The Washington DC-based group is made up of the Environmental Investigation Agency, the Animal Welfare Institute and OceanCare. They’re especially upset because Norway’s Fisheries Minster Per Sandberg of the Progress Party, who comes from Northern Norway where whaling is a tradition, has indicated he would like to see the quota doubled in the future.

‘Biological recklessness’
“It is the height of biological recklessness for Norway to set whaling quotas that the world’s leading cetacian scientists have not declared to be sustainable,” state Nicolas Entrup, a consultant to OceanCare. “Falso information does not become true, no matter how often whaling advocates repeat it.”

He and his fellow anti-whaling activists stress that most importantly, in their opinion, whaling is “no longer necessary. They maintain that an international ban on whaling that Norway has defied since 1993 “must be enforced.”
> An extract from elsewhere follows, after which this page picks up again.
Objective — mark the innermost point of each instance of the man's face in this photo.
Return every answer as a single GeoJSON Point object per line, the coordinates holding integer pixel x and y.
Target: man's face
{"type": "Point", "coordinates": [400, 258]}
Sandra Altherr, a biologist at Pro Wildlife, also that Norway, which has been developing various whale products to offset the decline in demand for whale meat, oil and blubber, “is hiding behind its objections and reservations to decisions agreed to in international treaties, by continuing to peddle its whale products internationally.”

Altherr noted that the EU “urgently and strongly” opposes whaling in European waters and called for Norway to “comply with its obligations under these treaties and embrace the fact that whales are worth far more alive than dead.”